Neuss-Grevenbroicher Zeitung Neuss
Noch viele Funklöcher in NRW
Die Bundesregierung will mit einer Milliarde Euro Lücken im Mobilfunknetz stopfen. Die zuständigen Telefonanbieter klagen, dass Genehmigungsverfahren viel zu lange dauern.
BERLIN/DÜSSELDORF Selbst im bevölkerungsreichsten Bundesland Deutschlands kämpfen die Menschen häufig mit schlechtem Handyempfang. Gerade Pendler klagen immer wieder über Funklöcher, etwa vom bekannten Neandertalmuseum bis kurz vor der S-bahnhaltestelle Mettmann-zentrum. Beispiele gibt es fast aus jeder Stadt, aus jedem Ort. Besonders betroffen sind etwa die Eifel, die Grenzregion zu den Niederlanden und Ostwestfalen.

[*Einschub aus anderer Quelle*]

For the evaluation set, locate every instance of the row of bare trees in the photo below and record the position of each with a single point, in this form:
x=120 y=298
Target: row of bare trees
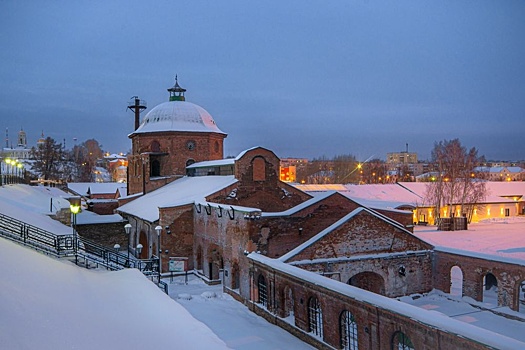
x=52 y=162
x=457 y=185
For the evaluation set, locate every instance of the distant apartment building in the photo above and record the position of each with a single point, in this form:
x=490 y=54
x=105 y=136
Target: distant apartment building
x=289 y=168
x=404 y=166
x=502 y=173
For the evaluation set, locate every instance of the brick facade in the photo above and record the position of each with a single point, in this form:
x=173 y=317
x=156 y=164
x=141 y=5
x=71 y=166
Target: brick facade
x=171 y=153
x=377 y=323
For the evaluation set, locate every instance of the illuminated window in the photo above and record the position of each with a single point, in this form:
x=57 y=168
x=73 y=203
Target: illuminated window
x=261 y=287
x=315 y=317
x=402 y=342
x=348 y=328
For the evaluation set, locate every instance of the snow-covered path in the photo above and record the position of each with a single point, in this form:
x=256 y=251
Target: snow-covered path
x=237 y=326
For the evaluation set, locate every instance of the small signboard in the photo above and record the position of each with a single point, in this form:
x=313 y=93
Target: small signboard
x=178 y=264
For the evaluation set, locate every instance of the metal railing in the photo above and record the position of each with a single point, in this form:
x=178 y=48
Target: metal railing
x=71 y=246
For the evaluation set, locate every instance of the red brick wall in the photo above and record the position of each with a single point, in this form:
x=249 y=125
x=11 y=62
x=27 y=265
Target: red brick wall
x=376 y=325
x=364 y=233
x=208 y=146
x=179 y=242
x=508 y=275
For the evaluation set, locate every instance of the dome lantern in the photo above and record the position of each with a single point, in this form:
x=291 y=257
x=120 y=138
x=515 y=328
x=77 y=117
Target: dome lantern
x=176 y=92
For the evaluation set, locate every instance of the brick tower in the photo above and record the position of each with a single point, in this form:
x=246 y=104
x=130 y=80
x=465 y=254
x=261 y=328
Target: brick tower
x=171 y=136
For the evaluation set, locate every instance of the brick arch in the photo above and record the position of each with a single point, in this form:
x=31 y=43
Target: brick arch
x=456 y=281
x=154 y=146
x=259 y=168
x=143 y=239
x=489 y=287
x=402 y=341
x=521 y=296
x=288 y=301
x=214 y=258
x=199 y=257
x=368 y=280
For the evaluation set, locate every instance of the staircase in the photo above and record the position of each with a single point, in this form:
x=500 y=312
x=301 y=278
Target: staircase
x=79 y=250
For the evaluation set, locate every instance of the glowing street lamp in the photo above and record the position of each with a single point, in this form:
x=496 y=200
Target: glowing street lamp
x=127 y=228
x=158 y=229
x=74 y=206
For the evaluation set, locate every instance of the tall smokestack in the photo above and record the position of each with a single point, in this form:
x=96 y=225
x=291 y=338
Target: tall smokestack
x=137 y=106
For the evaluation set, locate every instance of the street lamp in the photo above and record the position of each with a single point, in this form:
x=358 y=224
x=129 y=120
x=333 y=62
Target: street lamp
x=159 y=230
x=127 y=228
x=74 y=206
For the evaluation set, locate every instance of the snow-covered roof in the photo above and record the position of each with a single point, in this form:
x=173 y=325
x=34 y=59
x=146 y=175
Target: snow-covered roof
x=301 y=206
x=86 y=217
x=495 y=189
x=68 y=307
x=177 y=116
x=86 y=188
x=212 y=163
x=185 y=190
x=334 y=226
x=34 y=205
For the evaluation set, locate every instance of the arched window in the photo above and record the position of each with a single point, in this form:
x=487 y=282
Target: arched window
x=315 y=317
x=235 y=278
x=199 y=258
x=402 y=342
x=521 y=298
x=288 y=302
x=261 y=287
x=154 y=146
x=348 y=328
x=370 y=281
x=259 y=169
x=155 y=168
x=490 y=289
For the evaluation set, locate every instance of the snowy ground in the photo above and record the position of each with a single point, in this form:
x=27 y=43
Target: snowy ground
x=499 y=237
x=238 y=327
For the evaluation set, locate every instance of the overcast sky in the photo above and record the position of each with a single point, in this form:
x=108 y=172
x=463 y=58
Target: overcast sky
x=304 y=79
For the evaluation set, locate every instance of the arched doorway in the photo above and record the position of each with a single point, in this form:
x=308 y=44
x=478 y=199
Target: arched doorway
x=155 y=168
x=490 y=289
x=288 y=302
x=370 y=281
x=315 y=317
x=401 y=341
x=521 y=297
x=262 y=293
x=456 y=281
x=199 y=258
x=235 y=276
x=143 y=240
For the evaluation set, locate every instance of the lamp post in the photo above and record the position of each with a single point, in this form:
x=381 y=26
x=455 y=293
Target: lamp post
x=74 y=206
x=127 y=228
x=7 y=169
x=159 y=230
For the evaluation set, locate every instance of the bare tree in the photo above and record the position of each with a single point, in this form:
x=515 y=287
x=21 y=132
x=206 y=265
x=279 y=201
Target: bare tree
x=457 y=183
x=48 y=158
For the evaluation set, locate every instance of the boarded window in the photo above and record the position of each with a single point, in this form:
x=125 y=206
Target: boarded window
x=259 y=169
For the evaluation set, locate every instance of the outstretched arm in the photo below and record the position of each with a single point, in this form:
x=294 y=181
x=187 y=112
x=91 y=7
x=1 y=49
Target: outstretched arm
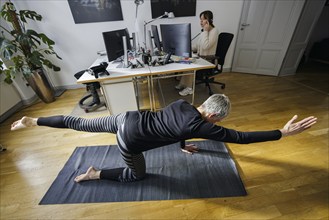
x=292 y=128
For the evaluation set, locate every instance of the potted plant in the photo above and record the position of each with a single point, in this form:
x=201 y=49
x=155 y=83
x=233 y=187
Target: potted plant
x=27 y=50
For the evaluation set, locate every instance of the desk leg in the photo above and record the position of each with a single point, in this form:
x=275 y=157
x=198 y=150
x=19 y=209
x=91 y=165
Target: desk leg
x=193 y=85
x=150 y=90
x=135 y=81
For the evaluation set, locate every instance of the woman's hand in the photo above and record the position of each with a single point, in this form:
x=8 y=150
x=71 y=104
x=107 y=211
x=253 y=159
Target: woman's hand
x=190 y=149
x=292 y=128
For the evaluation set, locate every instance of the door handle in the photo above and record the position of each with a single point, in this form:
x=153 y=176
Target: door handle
x=243 y=25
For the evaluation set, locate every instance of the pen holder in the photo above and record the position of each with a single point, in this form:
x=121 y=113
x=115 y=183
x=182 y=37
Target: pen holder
x=147 y=58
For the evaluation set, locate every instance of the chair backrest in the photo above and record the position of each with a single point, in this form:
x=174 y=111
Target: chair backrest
x=224 y=42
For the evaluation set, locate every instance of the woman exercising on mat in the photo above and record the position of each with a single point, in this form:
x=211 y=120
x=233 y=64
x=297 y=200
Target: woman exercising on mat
x=139 y=131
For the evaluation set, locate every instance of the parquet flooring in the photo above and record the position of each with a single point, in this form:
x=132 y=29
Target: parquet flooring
x=286 y=179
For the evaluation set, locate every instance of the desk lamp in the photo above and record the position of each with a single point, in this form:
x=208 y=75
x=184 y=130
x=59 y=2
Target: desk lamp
x=137 y=2
x=166 y=14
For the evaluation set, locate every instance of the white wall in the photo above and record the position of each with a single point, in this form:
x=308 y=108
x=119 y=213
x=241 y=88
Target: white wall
x=77 y=44
x=321 y=30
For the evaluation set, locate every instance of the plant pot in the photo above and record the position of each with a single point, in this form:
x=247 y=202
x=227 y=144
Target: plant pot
x=41 y=86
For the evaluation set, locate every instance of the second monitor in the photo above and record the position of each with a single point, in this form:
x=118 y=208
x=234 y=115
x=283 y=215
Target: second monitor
x=176 y=39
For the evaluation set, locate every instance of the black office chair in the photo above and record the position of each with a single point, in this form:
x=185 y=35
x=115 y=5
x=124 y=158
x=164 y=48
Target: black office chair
x=95 y=103
x=208 y=76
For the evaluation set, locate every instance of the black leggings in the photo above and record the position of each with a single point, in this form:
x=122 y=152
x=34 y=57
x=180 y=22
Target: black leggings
x=135 y=169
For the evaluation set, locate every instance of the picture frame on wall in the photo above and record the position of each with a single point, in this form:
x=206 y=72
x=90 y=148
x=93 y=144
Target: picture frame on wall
x=88 y=11
x=180 y=8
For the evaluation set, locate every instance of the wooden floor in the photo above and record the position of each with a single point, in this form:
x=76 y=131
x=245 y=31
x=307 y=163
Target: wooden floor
x=286 y=179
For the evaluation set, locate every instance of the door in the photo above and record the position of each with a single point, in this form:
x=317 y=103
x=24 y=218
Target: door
x=266 y=28
x=306 y=23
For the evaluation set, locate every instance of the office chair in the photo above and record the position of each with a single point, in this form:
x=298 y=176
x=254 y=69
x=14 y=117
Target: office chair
x=93 y=93
x=208 y=76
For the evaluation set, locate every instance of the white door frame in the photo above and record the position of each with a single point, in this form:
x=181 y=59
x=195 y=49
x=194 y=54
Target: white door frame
x=266 y=28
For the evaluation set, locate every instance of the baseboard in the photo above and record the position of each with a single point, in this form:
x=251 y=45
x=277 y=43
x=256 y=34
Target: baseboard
x=20 y=105
x=27 y=102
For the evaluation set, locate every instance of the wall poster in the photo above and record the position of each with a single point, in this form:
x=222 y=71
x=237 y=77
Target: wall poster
x=87 y=11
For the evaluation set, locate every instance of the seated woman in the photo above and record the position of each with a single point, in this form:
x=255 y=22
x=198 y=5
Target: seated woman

Wie ernst die Lage ist, zeigte im September eine Zusammenstellung der Nrw-landesregierung gemeinsam mit den Mobilfunkern Telekom, Vodafone und Telefónica, die eigene Netze unterhalten. Die drei Unternehmen räumten offen ein, dass die Funkversorgung zu schlecht ist. Zwar konnten 99,3 Prozent der Bürger in ihrer Wohnung mit LTE (also mit 4G-qualität) Smartphones und Tablets nutzen, aber nur 92,6 Prozent der Fläche Nordrhein-westfalens waren versorgt. Das Problem: In NRW gibt es große Flächen, auf denen lediglich 2G- oder 3G-netz verfügbar ist. Diese älteren Mobilfunk-standards ermöglichen meist keine flüssige Nutzung datenintensiver Anwendungen der Wirtschaft oder privater Nutzer, wie etwa Musik-streaming.
Die Bundesregierung will das nun endgültig ändern und im gesamten Bundesgebiet für guten Mobilfunkempfang sorgen. Der Bund nehme dafür 1,1 Milliarden Euro in die Hand, sagte Kanzleramtsminister
Helge Braun (CDU) am Montag im brandenburgischen Meseberg, wo das Kabinett zu einer zweitägigen Digitalklausur zusammengekommen war.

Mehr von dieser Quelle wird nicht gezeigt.